Histadrut chairman Ofer Eini took the contract workers out of mothballs and is now riding into the horizon on them.
Two and a half years ago he was at the height of his powers, the man who dragged Labor into the coalition with a far-reaching agreement with Prime Minister Benjamin Netanyahu.
Eini became the "nation's arbitrator," and later signed a new public-sector wage agreement. When the power went to his head - he called Ehud Barak an "idiot" in a television interview. But that "idiot" jumped the drowning Labor ship at the last moment to found Atzmaut and forced the Labor ministers to desert the Netanyahu government for the political wilderness.
Eini, shorn of his political power and disdained by the young social revolutionaries of the summer, searched for an issue that would put him back in the spotlight and found the contract workers. I'm relevant, popular and powerful once again, he is signaling Netanyahu. I can call a general strike and cause damage to us all.
That is not to say that the contract workers are not an important issue. They are. But calling a general strike so quickly, without exhausting the potential of negotiations with the treasury, when Israel is so vulnerable to fallout from the European economic crisis?
Eini did not even threaten a strike over the exponentially deeper issue of the "social protest," and for good reason: It was identified with Daphni Leef and Itzik Shmuli, not with him. But the contract workers are "his," and he has an itchy trigger finger.
It should be noted that Netanyahu comes out well with Eini. Not only does he not attack him, he even says Netanyahu understands the problem and is willing to compromise but is thwarted by the evil people of the treasury's budget division. Eini wants to forge a new alliance with Netanyahu, but sees the Finance Ministry as nothing but a punching bag.

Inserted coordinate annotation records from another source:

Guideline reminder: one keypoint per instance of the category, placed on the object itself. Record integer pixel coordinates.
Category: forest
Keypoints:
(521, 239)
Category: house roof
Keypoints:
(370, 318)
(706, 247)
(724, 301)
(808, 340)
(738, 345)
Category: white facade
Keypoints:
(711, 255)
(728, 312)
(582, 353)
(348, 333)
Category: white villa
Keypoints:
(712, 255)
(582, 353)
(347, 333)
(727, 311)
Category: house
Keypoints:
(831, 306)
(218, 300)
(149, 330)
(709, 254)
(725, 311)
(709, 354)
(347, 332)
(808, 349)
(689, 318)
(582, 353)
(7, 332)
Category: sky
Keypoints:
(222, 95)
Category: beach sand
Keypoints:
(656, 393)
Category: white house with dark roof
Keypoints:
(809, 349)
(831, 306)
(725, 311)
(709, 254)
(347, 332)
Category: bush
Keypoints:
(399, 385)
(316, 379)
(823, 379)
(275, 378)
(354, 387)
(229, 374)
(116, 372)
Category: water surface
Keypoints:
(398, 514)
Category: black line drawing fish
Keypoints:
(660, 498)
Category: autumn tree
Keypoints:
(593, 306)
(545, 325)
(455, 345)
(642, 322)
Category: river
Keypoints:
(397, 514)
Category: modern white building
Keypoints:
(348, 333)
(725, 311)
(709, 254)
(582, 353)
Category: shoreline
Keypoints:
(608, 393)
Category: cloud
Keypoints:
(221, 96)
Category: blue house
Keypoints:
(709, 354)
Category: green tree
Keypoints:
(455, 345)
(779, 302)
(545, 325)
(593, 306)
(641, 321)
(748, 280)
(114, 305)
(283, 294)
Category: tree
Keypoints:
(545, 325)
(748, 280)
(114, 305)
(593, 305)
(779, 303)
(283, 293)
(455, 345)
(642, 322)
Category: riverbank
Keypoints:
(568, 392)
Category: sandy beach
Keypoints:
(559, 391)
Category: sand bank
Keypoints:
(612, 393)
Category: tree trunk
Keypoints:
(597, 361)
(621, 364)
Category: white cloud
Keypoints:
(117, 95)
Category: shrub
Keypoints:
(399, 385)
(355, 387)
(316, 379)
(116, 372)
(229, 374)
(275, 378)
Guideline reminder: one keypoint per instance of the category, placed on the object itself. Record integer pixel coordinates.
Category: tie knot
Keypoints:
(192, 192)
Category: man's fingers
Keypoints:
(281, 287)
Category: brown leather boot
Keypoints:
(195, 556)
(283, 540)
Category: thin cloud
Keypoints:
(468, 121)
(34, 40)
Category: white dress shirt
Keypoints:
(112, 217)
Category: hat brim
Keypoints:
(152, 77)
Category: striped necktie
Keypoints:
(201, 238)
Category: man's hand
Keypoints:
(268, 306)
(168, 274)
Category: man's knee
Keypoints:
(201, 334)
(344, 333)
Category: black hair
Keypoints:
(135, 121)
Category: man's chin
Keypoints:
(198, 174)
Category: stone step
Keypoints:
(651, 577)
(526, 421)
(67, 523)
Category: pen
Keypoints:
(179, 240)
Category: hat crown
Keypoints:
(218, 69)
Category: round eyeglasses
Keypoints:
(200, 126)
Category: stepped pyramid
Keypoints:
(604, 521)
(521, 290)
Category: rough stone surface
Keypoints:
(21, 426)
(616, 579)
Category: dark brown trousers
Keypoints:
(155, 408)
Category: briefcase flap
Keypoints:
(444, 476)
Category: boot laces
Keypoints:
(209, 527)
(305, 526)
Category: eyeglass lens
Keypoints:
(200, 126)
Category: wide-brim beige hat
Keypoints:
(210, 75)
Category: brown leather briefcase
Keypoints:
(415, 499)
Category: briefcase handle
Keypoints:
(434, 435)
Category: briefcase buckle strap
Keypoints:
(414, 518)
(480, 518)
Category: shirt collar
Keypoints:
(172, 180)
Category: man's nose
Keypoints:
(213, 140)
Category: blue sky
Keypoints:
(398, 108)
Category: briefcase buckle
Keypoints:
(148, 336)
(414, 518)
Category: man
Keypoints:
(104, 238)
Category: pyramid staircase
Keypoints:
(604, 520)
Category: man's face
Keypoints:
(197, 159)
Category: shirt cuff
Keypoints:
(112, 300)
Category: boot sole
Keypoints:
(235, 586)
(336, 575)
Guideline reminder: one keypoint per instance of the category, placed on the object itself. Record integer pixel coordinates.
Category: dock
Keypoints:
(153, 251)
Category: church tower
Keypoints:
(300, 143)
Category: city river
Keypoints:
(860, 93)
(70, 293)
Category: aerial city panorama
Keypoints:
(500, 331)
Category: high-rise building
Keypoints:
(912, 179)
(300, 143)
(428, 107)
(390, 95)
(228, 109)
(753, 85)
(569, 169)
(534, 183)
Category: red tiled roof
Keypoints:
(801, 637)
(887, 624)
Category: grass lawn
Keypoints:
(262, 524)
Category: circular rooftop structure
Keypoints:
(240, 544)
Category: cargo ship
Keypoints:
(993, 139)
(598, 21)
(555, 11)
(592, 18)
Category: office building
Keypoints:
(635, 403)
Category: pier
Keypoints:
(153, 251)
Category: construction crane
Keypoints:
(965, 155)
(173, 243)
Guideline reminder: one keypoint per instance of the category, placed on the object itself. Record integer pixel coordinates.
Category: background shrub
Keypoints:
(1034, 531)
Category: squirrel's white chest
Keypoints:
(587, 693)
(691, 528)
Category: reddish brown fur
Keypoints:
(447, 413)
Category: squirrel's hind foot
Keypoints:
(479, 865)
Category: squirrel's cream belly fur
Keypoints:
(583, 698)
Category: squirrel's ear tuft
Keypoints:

Ironically, Eini and the Histadrut are the main reason Israel has so many contract workers. By being so inflexible about work security for public-sector employees they effectively forced administrators to achieve flexibility by bypassing the unions and hiring workers through contractors. And some of them are horribly exploited, with low wages and no social benefits.
That must be fixed, and should be the focus of Eini's campaign. He should also fight to change the public-sector tender system, from one that awards the lowest bidder to one that provides fair wages and social benefits to workers. If he does that, and agrees to give government employers a degree of "administrative flexibility," it will eliminate the need for so many contract workers in the public sector.